Cleo lives and works in a townhouse hidden behind an unassuming gates in a suburban street. She’s settled in her daily routine and the film opens on her cleaning up after the family of six (and a very messy dog). Cuaron positions his camera in the empty space at the centre of the townhouse, living rooms and bedrooms situated on the edge of this enclosed space. It’s a safe space, a familiar space. Here Cleo works diligently, preparing for the return of the children from school.

When her days off arrive and Cuaron lets Cleo and Adela, another of the family’s maids, out of the house and onto the streets of the city, Cuaron lets his camera run as free as his characters.
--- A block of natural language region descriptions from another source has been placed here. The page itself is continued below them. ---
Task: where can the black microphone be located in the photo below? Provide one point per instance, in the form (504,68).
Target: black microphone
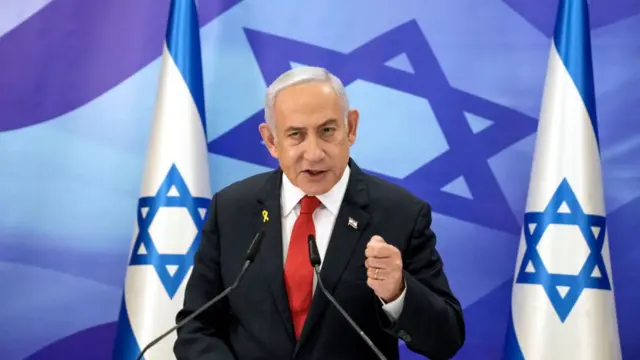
(314,256)
(251,255)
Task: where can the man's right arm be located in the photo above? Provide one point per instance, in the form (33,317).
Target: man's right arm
(206,335)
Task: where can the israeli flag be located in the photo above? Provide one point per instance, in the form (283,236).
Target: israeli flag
(174,199)
(562,305)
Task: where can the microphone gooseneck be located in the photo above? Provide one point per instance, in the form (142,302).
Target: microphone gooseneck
(314,257)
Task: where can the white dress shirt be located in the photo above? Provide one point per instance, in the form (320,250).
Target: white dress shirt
(324,219)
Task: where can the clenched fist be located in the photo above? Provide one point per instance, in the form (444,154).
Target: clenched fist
(384,269)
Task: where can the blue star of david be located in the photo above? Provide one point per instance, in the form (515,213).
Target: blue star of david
(147,210)
(469,152)
(549,281)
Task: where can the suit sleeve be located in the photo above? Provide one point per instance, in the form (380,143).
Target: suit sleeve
(206,335)
(431,322)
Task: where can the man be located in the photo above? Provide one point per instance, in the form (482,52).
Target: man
(378,252)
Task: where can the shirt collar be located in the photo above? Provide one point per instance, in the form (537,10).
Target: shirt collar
(291,195)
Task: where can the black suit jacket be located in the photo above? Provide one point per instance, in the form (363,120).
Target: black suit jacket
(254,322)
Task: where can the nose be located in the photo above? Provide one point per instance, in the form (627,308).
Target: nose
(313,151)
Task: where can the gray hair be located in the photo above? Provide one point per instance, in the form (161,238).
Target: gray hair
(300,75)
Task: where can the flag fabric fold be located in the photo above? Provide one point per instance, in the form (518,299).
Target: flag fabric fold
(174,198)
(562,304)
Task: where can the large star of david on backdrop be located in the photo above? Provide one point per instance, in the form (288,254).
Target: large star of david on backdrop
(592,275)
(468,152)
(172,193)
(542,13)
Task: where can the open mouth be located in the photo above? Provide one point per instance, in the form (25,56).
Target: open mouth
(314,173)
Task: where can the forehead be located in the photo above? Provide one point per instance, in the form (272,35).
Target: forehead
(315,97)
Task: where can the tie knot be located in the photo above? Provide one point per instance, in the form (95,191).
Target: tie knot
(309,204)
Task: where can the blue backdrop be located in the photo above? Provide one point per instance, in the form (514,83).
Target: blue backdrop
(449,94)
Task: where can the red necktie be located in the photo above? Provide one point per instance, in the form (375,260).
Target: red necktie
(298,273)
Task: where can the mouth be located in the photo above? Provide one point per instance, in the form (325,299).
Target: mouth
(314,173)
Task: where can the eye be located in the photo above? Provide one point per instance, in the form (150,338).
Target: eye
(328,130)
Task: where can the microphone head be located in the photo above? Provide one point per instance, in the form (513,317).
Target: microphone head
(255,246)
(314,254)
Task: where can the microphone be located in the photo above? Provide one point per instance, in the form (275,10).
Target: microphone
(251,255)
(314,257)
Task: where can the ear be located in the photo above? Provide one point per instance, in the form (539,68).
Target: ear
(352,125)
(269,139)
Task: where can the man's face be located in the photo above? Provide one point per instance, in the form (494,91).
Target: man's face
(312,139)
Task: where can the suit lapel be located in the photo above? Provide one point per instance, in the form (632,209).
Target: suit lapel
(271,250)
(350,224)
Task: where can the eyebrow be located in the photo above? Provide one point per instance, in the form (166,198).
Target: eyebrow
(298,128)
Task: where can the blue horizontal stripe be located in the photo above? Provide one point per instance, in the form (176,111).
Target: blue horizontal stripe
(573,44)
(183,42)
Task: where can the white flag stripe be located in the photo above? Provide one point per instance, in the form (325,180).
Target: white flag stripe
(177,130)
(561,308)
(566,145)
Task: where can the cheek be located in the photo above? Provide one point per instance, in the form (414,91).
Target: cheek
(294,154)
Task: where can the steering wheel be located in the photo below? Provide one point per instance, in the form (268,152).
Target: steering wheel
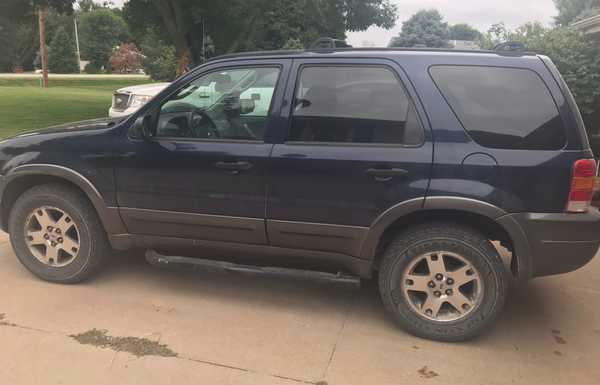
(199,121)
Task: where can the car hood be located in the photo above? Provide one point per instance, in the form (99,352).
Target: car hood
(144,89)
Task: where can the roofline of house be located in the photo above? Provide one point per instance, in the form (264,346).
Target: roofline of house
(588,22)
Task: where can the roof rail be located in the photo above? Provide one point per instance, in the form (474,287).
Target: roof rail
(510,46)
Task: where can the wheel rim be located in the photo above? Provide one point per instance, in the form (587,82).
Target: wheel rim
(442,286)
(52,236)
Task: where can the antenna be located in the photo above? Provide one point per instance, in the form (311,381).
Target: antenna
(329,43)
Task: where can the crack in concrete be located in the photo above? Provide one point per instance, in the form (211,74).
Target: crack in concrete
(351,304)
(4,322)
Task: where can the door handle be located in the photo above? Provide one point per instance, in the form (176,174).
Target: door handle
(385,174)
(234,167)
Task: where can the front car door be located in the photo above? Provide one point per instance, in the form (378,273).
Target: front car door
(356,145)
(202,174)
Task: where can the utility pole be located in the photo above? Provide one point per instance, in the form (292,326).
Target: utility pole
(43,11)
(77,43)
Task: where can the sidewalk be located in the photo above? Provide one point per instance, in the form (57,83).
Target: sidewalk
(229,329)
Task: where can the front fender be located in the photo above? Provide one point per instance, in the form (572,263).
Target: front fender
(109,216)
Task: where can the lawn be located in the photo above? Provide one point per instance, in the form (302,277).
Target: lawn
(25,106)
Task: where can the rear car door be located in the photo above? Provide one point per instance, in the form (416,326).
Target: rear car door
(355,146)
(202,174)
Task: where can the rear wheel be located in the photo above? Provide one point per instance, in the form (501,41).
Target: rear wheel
(56,234)
(442,281)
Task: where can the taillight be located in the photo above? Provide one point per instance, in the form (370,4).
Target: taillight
(582,185)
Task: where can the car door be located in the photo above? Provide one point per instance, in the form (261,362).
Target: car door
(202,173)
(356,145)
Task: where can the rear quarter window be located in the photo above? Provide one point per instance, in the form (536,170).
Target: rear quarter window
(500,107)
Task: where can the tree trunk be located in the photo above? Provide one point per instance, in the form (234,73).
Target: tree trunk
(43,49)
(177,24)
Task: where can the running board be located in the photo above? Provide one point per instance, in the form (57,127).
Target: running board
(164,261)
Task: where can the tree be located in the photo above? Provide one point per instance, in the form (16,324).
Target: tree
(577,57)
(464,31)
(570,10)
(425,28)
(239,24)
(125,59)
(100,30)
(62,58)
(19,44)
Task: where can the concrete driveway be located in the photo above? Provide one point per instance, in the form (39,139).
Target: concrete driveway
(136,324)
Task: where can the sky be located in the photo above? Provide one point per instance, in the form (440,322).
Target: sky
(479,13)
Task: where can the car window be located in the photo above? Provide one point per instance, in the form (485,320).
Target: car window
(345,104)
(230,105)
(507,108)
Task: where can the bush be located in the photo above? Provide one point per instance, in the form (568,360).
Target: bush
(62,58)
(125,59)
(159,60)
(92,69)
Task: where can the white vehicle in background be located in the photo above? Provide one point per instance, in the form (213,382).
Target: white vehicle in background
(128,100)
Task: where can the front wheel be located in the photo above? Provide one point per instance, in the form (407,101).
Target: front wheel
(443,282)
(56,234)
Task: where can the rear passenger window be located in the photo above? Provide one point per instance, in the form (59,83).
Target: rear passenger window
(502,107)
(353,105)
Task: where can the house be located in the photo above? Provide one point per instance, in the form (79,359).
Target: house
(589,25)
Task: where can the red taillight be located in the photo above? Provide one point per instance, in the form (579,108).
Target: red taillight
(582,185)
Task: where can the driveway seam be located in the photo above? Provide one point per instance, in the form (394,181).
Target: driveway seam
(5,323)
(348,311)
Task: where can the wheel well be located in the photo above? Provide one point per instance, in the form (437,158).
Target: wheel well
(485,225)
(18,186)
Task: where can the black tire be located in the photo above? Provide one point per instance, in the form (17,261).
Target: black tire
(454,238)
(94,247)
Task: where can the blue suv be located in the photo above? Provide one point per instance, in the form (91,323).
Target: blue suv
(401,165)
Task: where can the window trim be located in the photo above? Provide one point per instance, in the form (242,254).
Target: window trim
(412,103)
(269,116)
(564,126)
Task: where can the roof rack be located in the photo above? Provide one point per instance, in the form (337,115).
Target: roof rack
(325,47)
(510,46)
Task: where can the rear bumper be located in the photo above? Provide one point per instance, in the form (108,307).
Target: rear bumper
(560,242)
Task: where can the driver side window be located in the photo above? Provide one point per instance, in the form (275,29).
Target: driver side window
(231,104)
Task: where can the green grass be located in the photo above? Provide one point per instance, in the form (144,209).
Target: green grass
(24,106)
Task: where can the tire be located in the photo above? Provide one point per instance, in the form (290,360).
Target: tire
(470,256)
(92,244)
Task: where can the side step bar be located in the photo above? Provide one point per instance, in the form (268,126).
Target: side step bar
(165,261)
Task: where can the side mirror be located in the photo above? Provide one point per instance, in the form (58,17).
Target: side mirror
(247,106)
(141,128)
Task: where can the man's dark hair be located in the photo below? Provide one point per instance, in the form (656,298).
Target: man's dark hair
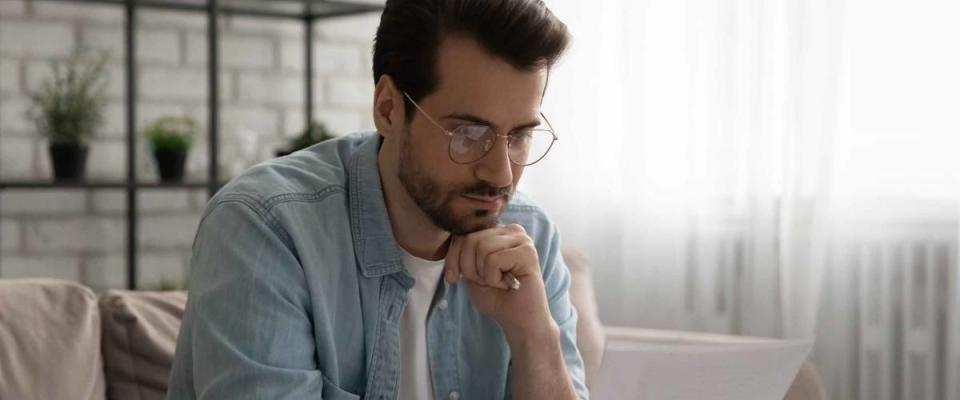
(524,33)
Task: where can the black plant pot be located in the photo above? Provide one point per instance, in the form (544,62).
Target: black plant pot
(170,163)
(69,160)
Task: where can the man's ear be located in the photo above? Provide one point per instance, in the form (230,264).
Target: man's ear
(388,111)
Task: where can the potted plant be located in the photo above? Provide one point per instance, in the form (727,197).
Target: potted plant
(316,133)
(68,109)
(169,139)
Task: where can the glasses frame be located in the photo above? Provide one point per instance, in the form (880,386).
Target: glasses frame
(506,137)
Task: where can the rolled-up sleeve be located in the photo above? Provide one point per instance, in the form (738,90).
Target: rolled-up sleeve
(556,277)
(247,326)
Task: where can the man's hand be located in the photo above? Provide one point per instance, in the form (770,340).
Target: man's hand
(484,258)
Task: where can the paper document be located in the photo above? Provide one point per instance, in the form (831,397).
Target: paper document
(701,371)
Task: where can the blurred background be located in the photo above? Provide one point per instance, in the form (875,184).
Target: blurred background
(754,167)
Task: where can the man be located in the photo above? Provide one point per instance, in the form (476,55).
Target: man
(397,264)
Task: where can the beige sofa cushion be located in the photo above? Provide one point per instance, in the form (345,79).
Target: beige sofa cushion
(49,341)
(139,337)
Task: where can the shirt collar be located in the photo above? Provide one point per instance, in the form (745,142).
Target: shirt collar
(377,250)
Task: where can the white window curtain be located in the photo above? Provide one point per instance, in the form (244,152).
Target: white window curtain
(769,167)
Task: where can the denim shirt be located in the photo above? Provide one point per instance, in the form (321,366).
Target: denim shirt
(297,288)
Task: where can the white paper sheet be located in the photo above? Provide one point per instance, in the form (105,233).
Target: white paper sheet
(714,371)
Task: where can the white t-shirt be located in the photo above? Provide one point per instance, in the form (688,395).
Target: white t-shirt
(415,382)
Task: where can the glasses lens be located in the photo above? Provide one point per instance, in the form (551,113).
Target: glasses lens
(529,145)
(470,142)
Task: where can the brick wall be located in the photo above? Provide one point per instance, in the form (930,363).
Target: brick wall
(80,234)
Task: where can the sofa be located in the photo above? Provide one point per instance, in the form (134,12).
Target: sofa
(61,340)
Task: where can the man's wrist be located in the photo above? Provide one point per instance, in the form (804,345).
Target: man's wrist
(533,336)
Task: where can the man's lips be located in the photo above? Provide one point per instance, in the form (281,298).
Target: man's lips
(485,202)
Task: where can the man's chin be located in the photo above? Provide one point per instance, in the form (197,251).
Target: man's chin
(472,220)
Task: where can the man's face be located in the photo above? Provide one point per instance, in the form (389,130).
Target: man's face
(474,87)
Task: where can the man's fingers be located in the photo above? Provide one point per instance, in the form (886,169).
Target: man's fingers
(451,265)
(491,268)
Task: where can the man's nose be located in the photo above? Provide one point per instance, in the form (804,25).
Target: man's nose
(495,167)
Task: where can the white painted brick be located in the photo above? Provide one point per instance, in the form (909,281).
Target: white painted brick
(114,121)
(35,38)
(107,201)
(115,78)
(247,52)
(13,116)
(159,46)
(43,202)
(107,159)
(327,57)
(147,112)
(360,28)
(9,233)
(262,26)
(199,199)
(12,8)
(339,122)
(161,269)
(263,120)
(9,76)
(159,232)
(178,84)
(342,122)
(99,13)
(16,157)
(97,234)
(258,87)
(152,46)
(351,92)
(148,201)
(105,272)
(166,19)
(157,200)
(59,267)
(235,51)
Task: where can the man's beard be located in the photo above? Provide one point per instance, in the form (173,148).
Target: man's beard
(435,202)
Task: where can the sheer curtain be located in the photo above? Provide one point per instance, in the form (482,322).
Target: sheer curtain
(769,167)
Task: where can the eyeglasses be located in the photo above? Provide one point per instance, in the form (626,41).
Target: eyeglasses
(469,143)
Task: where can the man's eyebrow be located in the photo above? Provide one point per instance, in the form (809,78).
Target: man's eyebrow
(478,120)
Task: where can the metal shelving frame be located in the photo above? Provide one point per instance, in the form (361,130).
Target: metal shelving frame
(306,11)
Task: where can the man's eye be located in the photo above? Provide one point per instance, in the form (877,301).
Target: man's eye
(521,134)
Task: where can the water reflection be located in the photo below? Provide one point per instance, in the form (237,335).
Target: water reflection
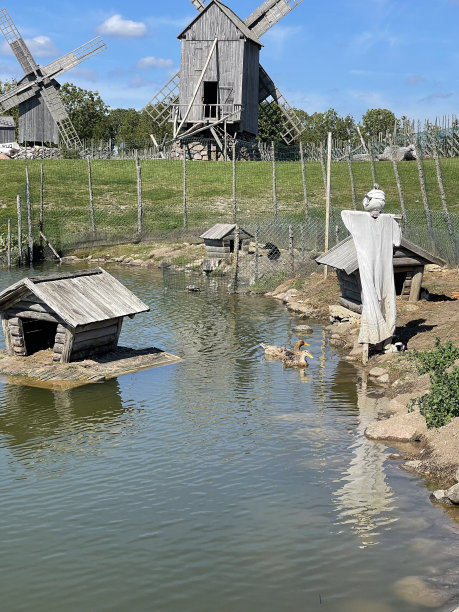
(36,421)
(366,501)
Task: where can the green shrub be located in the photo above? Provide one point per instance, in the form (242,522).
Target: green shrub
(441,404)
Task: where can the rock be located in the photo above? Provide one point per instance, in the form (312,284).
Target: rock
(453,493)
(377,372)
(302,330)
(400,428)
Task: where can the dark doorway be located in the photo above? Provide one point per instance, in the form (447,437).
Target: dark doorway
(38,335)
(210,99)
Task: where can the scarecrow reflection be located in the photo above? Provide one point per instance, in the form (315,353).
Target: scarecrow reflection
(365,501)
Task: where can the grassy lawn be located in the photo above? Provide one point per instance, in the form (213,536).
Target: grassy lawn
(209,192)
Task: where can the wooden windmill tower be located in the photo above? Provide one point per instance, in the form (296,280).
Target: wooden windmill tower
(221,87)
(42,116)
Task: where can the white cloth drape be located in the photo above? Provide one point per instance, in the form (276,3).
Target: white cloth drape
(374,239)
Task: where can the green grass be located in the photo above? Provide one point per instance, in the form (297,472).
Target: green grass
(209,192)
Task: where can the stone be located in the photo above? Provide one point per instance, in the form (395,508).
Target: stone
(453,493)
(400,428)
(377,372)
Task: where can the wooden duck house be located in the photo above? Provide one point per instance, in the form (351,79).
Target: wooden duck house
(220,240)
(409,263)
(77,315)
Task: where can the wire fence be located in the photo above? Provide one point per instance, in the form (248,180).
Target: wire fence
(81,203)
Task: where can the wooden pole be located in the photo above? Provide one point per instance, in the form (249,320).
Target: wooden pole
(327,197)
(351,176)
(305,188)
(29,217)
(425,199)
(139,195)
(91,198)
(8,252)
(185,187)
(273,154)
(19,213)
(234,184)
(449,224)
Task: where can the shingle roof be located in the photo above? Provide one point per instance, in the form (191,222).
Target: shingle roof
(78,298)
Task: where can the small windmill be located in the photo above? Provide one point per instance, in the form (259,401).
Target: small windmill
(42,116)
(221,86)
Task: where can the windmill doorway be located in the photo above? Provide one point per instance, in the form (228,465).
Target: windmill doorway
(210,99)
(38,335)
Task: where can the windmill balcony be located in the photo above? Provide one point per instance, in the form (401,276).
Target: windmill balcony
(208,113)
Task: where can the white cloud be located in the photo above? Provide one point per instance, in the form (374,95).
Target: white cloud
(152,63)
(122,28)
(39,46)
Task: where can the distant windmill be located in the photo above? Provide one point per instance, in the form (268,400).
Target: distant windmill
(42,116)
(221,87)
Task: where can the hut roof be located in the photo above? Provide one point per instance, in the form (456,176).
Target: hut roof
(343,255)
(7,122)
(231,16)
(222,230)
(79,298)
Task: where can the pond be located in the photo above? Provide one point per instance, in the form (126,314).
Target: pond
(223,482)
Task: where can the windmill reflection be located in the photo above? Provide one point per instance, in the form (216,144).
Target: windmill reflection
(365,501)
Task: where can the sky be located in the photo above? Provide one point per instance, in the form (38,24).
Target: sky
(350,55)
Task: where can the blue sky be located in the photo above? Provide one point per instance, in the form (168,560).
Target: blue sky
(350,55)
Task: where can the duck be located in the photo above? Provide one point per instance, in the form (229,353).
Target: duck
(297,357)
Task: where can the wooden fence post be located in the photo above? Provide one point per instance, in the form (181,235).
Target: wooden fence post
(234,184)
(19,213)
(139,195)
(425,200)
(327,198)
(29,217)
(351,176)
(444,202)
(305,188)
(185,187)
(91,198)
(273,153)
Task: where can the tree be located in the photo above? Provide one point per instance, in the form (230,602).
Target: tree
(87,111)
(378,121)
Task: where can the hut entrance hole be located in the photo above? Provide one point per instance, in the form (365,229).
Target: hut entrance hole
(38,335)
(210,99)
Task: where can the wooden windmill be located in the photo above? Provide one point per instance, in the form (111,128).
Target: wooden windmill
(42,116)
(221,87)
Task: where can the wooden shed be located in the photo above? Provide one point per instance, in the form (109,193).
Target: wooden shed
(409,263)
(77,315)
(7,130)
(220,240)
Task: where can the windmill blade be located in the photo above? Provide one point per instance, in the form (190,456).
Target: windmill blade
(273,102)
(53,101)
(159,107)
(19,94)
(198,4)
(268,14)
(92,47)
(16,43)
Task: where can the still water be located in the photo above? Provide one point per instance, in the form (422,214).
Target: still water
(221,483)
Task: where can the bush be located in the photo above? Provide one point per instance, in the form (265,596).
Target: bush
(441,404)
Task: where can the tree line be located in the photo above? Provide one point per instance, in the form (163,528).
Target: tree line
(95,121)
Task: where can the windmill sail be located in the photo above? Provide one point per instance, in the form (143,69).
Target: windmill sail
(268,14)
(20,50)
(72,59)
(271,101)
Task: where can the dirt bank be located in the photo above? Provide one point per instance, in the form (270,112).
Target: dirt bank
(418,325)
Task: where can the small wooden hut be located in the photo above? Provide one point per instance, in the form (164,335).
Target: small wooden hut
(7,130)
(409,263)
(220,240)
(77,315)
The pair rush across street corners and past everybody else going about their daily lives. The depth of the detail and design on display for even the most fleeting of moments is astonishing. Props and set dressing that will never come into play are given as much care and concern as everything else. It’s reminiscent, in one way and this one way only, to the unique pleasures/displeasures of Alexei German’s Hard to be a God, in which barely a second goes by without someone brandishing a particularly putrid looking vegetable in front of the camera. On German’s unspecified planet, it felt arduous; in Cuaron’s Mexico City, it’s immersive.


Even as the film’s story takes characters out of the city and into the countryside, that immersive quality is replaced by the equally staggering natural beauty of the rural landscapes. With no score to help guide proceedings, there’s an almost complete lack of artificiality that acutely amplifies the inherent emotional stress of the more harrowing and upsetting events nearer the film’s conclusion.

As a semi-autobiographical film based on his own childhood, Cuaron’s film works as a tribute to the devotion he experienced from his nanny, but doesn’t quite satisfy as a more truthful portrayal of Cleo’s life. I don’t know what that truthful portrayal would look like, but I couldn’t escape the feeling that the film is perhaps slightly too eulogical. This is ultimately Cuaron’s prerogative and if cinema, as an art form, is a reflection of its orchestrator, then Roma undoubtedly succeeds.





ROMA screened at the 62nd BFI London Film Festival and was released on Netflix in the UK in December 2018.